In UBC-MDS/eaziReda: A Quick And Easy Way To Do EDA And Preprocessing

knitr::opts_chunk$set(
  collapse = TRUE,
  comment = "#>"
)

library(eaziReda)

Introduction to eaziReda

Exploratory data analysis (EDA) and data preprocessing are two crucial steps in the data analysis workflow. To be specific, the users usually need to do the following tasks:

checking missing values - detecting outliers
plotting correlation plots between features
plotting histograms/bar plots for each individual features
imputation
dealing with outliers

The eaziReda that wraps all of those tasks into several convenient functions that allow the users to quickly and easily carry out EDA along with some simple preprocessing:

It can report the number/percentage of missing values for all columns in a given dataframe as well as giving the user an option of imputing the missing values all together based on the imputation methods the user specifies.
It can identify all outliers for a given column/vector based on the methods the user specifies as well as giving the user an option of removing the outliers all together.
It can automatically generate a correlation plot based on user's choice of features.
It can automatically generate histograms and bar plots based on user's choice of features.

Data: mtcars

To illustrate how different functions of the eaziReda package work, we will use the mtcars dataset, which is included in the base R datasets. Also, in order to show the full picture of functions, we choose to modify the mtcars dataset and create a new dataset called mtcars_new by making the data more complicated and unclean. The modifications are shown as below:

Change the types of two columns to categorical:

mtcars_new <- mtcars %>% 
  dplyr::mutate(cyl = as.factor(cyl), gear = as.factor(gear))

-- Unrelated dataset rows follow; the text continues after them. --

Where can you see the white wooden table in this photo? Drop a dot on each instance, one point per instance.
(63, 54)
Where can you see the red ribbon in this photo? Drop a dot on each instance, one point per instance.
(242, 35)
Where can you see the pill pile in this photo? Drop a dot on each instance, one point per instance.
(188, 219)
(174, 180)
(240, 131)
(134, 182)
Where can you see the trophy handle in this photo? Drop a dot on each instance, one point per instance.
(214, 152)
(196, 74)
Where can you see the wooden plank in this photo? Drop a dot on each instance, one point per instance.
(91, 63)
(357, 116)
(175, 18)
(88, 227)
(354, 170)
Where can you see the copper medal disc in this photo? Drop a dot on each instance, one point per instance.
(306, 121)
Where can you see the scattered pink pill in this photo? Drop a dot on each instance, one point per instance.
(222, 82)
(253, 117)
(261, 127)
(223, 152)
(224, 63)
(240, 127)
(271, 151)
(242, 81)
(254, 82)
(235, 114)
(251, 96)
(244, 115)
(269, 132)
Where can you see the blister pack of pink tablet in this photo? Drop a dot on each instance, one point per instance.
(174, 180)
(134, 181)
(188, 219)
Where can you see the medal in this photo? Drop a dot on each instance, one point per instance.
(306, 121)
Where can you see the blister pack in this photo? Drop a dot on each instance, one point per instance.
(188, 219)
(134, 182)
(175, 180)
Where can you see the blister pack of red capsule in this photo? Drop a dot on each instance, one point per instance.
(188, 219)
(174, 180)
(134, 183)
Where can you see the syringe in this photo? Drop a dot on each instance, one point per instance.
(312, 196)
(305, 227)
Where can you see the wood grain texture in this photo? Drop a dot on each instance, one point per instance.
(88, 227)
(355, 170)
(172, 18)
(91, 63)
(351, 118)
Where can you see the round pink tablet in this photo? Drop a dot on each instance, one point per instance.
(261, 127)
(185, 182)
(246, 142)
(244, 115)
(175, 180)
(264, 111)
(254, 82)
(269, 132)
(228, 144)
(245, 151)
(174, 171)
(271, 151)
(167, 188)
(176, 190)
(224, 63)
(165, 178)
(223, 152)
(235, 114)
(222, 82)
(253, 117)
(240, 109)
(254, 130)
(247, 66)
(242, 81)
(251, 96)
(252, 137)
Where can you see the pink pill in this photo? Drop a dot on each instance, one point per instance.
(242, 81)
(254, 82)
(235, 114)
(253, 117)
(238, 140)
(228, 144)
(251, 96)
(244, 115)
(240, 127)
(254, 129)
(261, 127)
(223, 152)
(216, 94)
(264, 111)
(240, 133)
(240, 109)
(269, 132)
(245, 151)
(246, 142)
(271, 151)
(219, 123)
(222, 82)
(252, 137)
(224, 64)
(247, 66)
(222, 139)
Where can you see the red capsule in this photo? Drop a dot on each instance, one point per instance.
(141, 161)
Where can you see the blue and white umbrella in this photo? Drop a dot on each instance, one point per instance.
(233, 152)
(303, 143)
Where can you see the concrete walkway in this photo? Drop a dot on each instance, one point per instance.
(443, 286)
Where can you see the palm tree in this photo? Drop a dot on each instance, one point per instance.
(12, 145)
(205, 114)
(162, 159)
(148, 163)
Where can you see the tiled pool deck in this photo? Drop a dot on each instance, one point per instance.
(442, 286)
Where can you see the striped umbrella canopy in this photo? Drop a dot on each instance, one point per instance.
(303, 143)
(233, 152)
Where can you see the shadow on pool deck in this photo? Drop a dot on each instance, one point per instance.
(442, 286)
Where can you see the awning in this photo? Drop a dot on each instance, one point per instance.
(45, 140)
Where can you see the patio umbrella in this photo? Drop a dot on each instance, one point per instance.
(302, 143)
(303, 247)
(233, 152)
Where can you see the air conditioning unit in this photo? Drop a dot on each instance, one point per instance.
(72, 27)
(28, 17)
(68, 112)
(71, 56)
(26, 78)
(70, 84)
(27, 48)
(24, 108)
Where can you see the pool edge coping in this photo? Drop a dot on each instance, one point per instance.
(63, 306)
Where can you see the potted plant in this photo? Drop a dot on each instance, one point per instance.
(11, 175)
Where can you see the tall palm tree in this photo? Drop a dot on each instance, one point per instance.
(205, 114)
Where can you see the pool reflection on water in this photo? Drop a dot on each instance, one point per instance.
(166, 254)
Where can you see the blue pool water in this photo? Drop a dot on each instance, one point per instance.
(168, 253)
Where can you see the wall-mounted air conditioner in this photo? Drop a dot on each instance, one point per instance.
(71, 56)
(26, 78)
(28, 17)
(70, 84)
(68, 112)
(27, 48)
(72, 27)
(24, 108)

Create some missing values:

  mtcars_new$mpg[2:5] <- NA
  mtcars_new$cyl[2:5] <- NA

Create some outliers:

mtcars_new$hp[2:5] <- 500

After simple modification, the first 10 rows of mtcars_new are shown as follows:

head(mtcars_new, 10)

Identifying Missing Values with `missing_detect()`

missing_detect() can be used to detect the missing values of a given dataset. There is only one argument for this function, which can be either base-R dataframe or tibble. The output is a table that lists the number of missing values (n_missing) and the percentage of missing values for each column (percent).

For example, we can assess the missing values in the mtcars_new.

missing_detect(mtcars_new)

Imputing Missing Values with `missing_impute()`

missing_detect() can be used to impute the missing values all together for a given dataset. The first argument is the dataset, which can be either base-R dataframe or tibble. The second argument is the method used for imputing numerical missing values (one of "mean", "median", "drop"). The third argument is the method used for imputing non-numerical missing values (one of "most_frequent", "drop"). The output is an imputed version of the input dataset.

For example, we can impute the mtcars_new by filling the NAs by column mean if NA appears in numerical column, and filling the NAs by most frequent values otherwise. The table below shows the first 10 rows of the imputed mtcars_new.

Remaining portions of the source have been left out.